Da segnalare che per capodanno in Cina, grazie ad un’operazione di marketing fenomenale, il capolavoro di Bi Gan, Long Day’s Journey Into Night, ha incassato già 15 milioni di dollari in sole prevendite. Si tratta di un film arthouse, onirico, imprevedibile, con un piano sequenza infinito in 3D, che occupa tutta la seconda metà. Difficilmente una hit da botteghino, eppure l’idea che sia un film assolutamente da vedere a capodanno ha trovato ampi consensi nel pubblico locale, facendone successo decisamente improbabile.

Secondo quanto invece riportato da Indiewire in una bellissima analisi di fine anno a cura di Tom Brueggemann, se i dati d’incasso per il 2018 sono molto buoni, riportando il totale a 11,9 miliardi di dollari e 1,3 miliardi di biglietti staccati, con una crescita del 9% rispetto all’anno precedente, se guardiamo ai soli biglietti è il quindicesimo risultato negli ultimi diciotto anni.

Eppure per gli esercenti non va male, il tempo degli investimenti tecnologici e nelle strutture è ormai alle spalle e nonostante l’attacco di Netflix, il business è ancora redditizio.

I problemi sono forse di qualità del prodotto. il 60% dei biglietti ha premiato film nati da idee non originali: franchise, sequel, prequel o remake.

E non tutti hanno funzionato: Star Wars, Harry Potter e Pacific Rim sono andati maluccio, Tomb Rider, Predator, Millennium hanno tutti messo a rischio nuovi sviluppi.

Si salva l’horror, sempre una garanzia in questi ultimi cinque anni: non solo quelli a basso budget della Blumhouse, ma anche film come A Quiet Place, Halloween o Hereditary, hit a sorpresa.

Anche il calendario si è fatto sempre più ampio: oltre all’estate e alla finestra compresa fra Thanksgiving e Natale, Black Panther ha incassato 700 milioni a febbraio, aprile è mese di Avengers e ottobre ha visto il trionfo di Lady Gaga e Venom.

Purtroppo i numeri peggiori li hanno fatti i prodotti di qualità, spesso indipendenti, che hanno faticato come non mai: Annapurna ha pagato il prezzo più caro, ma anche le altre arrancano.
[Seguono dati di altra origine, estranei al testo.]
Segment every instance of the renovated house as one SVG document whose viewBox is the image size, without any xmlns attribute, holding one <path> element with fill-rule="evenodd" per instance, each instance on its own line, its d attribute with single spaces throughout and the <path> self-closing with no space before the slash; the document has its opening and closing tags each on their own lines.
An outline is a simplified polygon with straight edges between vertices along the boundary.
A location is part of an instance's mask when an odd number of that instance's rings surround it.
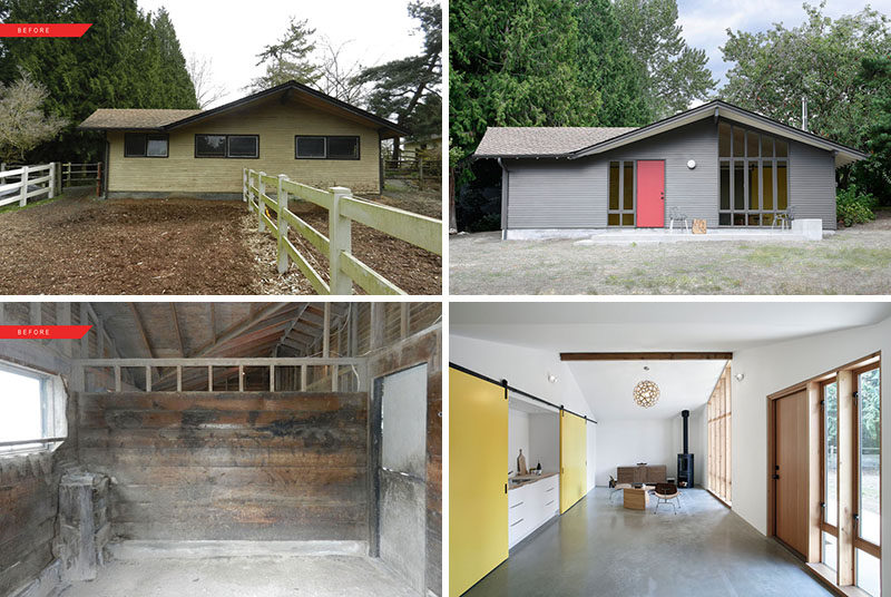
<svg viewBox="0 0 891 597">
<path fill-rule="evenodd" d="M 408 134 L 296 81 L 208 110 L 100 108 L 79 128 L 106 134 L 109 197 L 239 198 L 244 168 L 380 193 L 381 141 Z"/>
<path fill-rule="evenodd" d="M 834 229 L 835 168 L 866 157 L 721 100 L 640 128 L 491 127 L 474 156 L 501 165 L 505 238 L 694 218 Z"/>
<path fill-rule="evenodd" d="M 891 303 L 452 303 L 449 591 L 879 597 Z"/>
</svg>

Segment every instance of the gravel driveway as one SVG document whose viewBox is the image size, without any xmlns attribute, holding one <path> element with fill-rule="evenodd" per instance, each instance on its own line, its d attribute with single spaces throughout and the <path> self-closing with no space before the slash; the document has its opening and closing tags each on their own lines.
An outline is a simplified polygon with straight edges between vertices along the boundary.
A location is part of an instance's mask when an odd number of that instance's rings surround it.
<svg viewBox="0 0 891 597">
<path fill-rule="evenodd" d="M 891 294 L 891 211 L 822 242 L 449 242 L 452 294 Z"/>
</svg>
The Sisters Brothers, Se la strada potesse parlare del premio Oscar Barry Jenkins, Van Gogh At Eternity’s Gate, Vox Lux, Suspiria, First Reformed, The Front Runner, Tully, Wildlife, persino First Man è andato lontano dalle attese.
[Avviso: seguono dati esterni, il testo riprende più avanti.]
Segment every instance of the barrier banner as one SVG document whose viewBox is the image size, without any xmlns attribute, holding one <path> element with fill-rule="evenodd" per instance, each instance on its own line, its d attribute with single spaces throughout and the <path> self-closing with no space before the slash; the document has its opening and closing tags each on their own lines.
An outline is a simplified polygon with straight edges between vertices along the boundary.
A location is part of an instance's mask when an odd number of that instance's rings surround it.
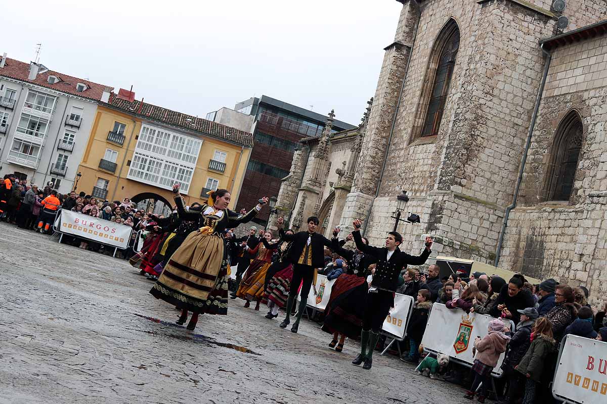
<svg viewBox="0 0 607 404">
<path fill-rule="evenodd" d="M 331 288 L 334 282 L 334 279 L 327 280 L 327 276 L 325 275 L 317 275 L 316 283 L 314 287 L 310 288 L 310 293 L 308 294 L 307 306 L 320 311 L 324 311 L 329 302 L 329 298 L 331 297 Z M 297 295 L 297 300 L 301 300 L 299 294 Z"/>
<path fill-rule="evenodd" d="M 382 329 L 402 340 L 404 338 L 411 313 L 413 312 L 413 298 L 405 294 L 396 293 L 394 296 L 394 307 L 385 318 Z"/>
<path fill-rule="evenodd" d="M 124 225 L 88 216 L 70 210 L 61 210 L 55 221 L 58 231 L 88 239 L 124 250 L 129 247 L 133 229 Z"/>
<path fill-rule="evenodd" d="M 552 395 L 580 404 L 607 403 L 607 342 L 567 335 L 561 342 Z"/>
<path fill-rule="evenodd" d="M 435 303 L 421 343 L 427 351 L 446 354 L 457 362 L 472 366 L 474 363 L 474 340 L 488 334 L 489 322 L 493 319 L 489 316 L 467 314 L 461 309 L 450 310 L 444 305 Z M 497 366 L 491 373 L 493 376 L 501 376 L 504 357 L 503 353 L 500 356 Z"/>
</svg>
Gli unici che stanno incassando qualcosa sono Vice, Green Book e The Favourite. Davvero troppo poco. E’ come se il pubblico si aspettasse ormai questi film sulle piattaforme digitali.

Che sia questa la legacy più minacciosa di Netflix?

Nel frattempo in Italia la leadership di Mary Poppins traballa. A metterla in discussione un’altra donna che viaggia nel cielo, La befana vien di notte della Cortellesi, che apre con 2,7 milioni di euro in tre giorni, è seconda per soli 2.000 euro sabato e prima domenica.

Il musical di Rob Marshall conquista comunque altri 3,2 milioni nel weekend di Natale e raggiunge i 9,2 milioni di euro complessivi.

Al terzo posto resiste strenuamente Bohemian Rhapsody con 1,9 milioni e un totale di 20,8, largamente il migliore dell’anno e di stagione. Non solo, ma negli ultimi 3 anni solo La bella e la bestia aveva raggiunto i 20 milioni in Italia. Un trionfo.

Quarto posto per Amici come prima di Boldi e De Sica, che comincia a scendere con 1,8 e un totale di 6,5. I dati dei cinepanettoni sono lontanissimi, ma è un buon risultato.

Quinto il fiacco Moschettieri del Re di Veronesi con 1,7 milioni in quattro giorni di programmazione. Sesto Spider-Man: un nuovo universo che incassa un milione nel weekend e porta il totale in 6 giorni a 1,8.

In caduta libera Bumblebee con 850.000 euro e un totale di 2,6 finora.

Nel frattempo a fondo classifica Un piccolo favore supera i 2 milioni e Il testimone invisibile si avvicina con 1,9, Il grinch è arrivato a 5,7, The Old Man & The Gun a 842.000 euro; 7 uomini a mollo a 773.000 euro, Cold War a 539.841 euro; Capri Revolution a 495.301 euro.

Anche in Italia il cinema di qualità sta faticando enormemente sotto le feste. L’idea della contro-programmazione non ha funzionato questa volta.